そこで(経時と実時は)お互いに盃を交わした。
今夜の会合では、このことが一番重要な出来事であった。
北条実時は北条泰時の甥。金沢流北条氏の初代で、後に金沢実時とも呼ばれます。蔵書を集めた金沢文庫(横浜市金沢区)を創設した人としても有名。
孫と甥っ子を諭す泰時の人柄がでている文章です。
仁治2年6月に体調を崩した泰時は回復しますが、翌年に亡くなっています。享年60。
亡くなる前年の11月のこの酒宴の席で、泰時は自分が長くないであろうと予感して、孫と甥っ子に将来を託すような話をしたのでしょうか。
最期まで誠実な泰時。
名執権でありながら、父の義時とはちょっと違う一生を全うしたのでしょう。
ダークサイドにどんどん落ちていく北条義時とは対照的なピュアで可愛い(お酒弱いw)泰時。

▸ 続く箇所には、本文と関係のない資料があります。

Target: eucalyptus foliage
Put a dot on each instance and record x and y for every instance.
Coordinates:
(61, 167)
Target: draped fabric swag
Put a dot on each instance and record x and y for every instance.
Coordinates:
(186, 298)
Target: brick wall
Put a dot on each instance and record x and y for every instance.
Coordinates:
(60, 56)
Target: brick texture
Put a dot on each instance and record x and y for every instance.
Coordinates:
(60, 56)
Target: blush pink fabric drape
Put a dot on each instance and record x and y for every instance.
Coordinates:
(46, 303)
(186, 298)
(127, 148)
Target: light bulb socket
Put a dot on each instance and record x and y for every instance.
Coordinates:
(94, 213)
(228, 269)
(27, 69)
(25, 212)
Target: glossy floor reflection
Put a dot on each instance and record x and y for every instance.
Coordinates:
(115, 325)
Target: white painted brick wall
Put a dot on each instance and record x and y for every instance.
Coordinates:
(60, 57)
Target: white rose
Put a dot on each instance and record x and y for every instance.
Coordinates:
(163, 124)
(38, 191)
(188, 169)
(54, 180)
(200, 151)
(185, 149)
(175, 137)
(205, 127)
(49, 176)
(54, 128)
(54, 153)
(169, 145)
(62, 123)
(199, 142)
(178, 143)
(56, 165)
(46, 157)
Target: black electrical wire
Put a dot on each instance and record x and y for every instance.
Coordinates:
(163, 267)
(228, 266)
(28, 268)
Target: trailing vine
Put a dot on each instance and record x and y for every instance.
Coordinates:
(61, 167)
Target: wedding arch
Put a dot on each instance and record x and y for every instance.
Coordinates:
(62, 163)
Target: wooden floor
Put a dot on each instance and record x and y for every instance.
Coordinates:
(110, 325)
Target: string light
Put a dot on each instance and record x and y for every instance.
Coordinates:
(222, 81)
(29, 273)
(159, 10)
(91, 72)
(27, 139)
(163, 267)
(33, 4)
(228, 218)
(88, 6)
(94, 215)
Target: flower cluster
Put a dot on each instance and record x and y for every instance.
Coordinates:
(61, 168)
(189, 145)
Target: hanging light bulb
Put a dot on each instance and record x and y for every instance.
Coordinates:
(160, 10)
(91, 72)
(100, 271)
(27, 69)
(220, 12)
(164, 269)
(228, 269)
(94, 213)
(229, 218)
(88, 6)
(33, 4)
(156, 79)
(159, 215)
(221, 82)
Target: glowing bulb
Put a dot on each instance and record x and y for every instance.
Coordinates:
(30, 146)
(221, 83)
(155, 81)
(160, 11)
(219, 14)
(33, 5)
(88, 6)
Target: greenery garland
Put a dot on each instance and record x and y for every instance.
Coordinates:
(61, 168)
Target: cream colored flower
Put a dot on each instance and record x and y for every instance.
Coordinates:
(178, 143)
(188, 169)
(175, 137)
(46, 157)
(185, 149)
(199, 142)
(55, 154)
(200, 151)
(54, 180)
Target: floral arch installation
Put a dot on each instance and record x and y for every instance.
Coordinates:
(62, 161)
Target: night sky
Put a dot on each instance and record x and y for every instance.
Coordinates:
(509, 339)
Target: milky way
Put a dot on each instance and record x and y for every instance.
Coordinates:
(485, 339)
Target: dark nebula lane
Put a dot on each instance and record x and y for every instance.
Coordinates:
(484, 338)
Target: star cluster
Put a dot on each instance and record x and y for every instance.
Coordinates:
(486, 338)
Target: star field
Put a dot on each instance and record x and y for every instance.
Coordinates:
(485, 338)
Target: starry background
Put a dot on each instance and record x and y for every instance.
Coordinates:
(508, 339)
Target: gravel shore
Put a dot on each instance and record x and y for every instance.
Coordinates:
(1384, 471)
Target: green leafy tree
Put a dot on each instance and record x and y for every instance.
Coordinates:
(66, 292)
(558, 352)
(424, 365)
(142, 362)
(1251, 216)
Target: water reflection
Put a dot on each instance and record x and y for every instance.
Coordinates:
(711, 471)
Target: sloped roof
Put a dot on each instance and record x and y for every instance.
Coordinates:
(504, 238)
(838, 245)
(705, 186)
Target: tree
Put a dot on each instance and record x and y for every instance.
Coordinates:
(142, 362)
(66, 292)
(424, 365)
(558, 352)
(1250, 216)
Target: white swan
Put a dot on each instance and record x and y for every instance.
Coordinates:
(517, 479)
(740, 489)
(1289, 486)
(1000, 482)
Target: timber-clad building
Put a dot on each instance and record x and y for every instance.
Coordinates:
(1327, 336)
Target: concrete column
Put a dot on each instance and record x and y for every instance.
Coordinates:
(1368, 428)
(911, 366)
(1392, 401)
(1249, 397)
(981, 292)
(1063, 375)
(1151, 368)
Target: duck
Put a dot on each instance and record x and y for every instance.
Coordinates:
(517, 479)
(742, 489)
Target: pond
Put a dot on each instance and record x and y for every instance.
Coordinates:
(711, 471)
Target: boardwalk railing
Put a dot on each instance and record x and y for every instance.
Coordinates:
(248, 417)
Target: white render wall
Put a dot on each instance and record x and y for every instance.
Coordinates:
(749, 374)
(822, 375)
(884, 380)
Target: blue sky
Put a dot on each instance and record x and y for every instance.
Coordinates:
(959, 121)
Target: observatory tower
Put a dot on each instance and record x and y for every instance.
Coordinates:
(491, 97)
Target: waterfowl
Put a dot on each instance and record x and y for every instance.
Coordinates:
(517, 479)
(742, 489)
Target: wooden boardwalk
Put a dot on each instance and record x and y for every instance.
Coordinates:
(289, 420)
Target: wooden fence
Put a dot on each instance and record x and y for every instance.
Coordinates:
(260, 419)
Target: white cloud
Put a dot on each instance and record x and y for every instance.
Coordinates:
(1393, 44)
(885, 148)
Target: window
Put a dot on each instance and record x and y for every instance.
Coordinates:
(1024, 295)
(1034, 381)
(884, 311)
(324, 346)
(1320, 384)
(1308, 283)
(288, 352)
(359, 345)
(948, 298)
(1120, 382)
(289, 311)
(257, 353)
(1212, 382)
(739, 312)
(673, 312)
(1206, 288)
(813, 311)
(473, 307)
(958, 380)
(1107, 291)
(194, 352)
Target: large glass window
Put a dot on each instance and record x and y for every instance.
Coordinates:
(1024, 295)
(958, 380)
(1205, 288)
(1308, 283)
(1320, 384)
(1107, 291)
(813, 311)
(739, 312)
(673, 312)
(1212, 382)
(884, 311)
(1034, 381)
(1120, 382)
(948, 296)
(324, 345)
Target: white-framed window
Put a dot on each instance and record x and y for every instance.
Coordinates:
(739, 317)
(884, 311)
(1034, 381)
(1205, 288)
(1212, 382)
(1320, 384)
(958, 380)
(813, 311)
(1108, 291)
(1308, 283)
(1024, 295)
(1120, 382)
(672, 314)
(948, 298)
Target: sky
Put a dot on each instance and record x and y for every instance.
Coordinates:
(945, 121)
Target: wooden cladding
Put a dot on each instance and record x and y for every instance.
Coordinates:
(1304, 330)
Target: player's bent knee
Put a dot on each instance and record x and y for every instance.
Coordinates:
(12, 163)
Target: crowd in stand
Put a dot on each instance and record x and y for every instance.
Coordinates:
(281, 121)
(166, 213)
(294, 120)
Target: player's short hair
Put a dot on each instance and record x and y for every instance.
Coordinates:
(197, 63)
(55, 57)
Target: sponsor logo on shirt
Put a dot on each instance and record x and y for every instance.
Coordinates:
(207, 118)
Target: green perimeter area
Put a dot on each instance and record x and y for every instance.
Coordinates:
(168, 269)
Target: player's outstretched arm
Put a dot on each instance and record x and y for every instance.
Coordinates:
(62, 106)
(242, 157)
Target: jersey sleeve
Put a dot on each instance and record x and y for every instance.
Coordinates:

『鎌倉殿の13人』では、泰時が主人公みたいな立ち位置になってきましたね。
演じる坂口健太郎さんは「ウラ話トークSP」で、自分(泰時)が「未来を予想させる人」であるとおっしゃってました。
『鎌倉殿の13人』、公暁が実朝を襲う「審判の日」
2話にまたがるとは想定外でした。
明後日の放送が楽しみなような、怖いような。
『吾妻鏡』では、義時は直前に白い犬の幻影を見て気分が悪くなり、その場をはなれたため命拾いしたと記してあります。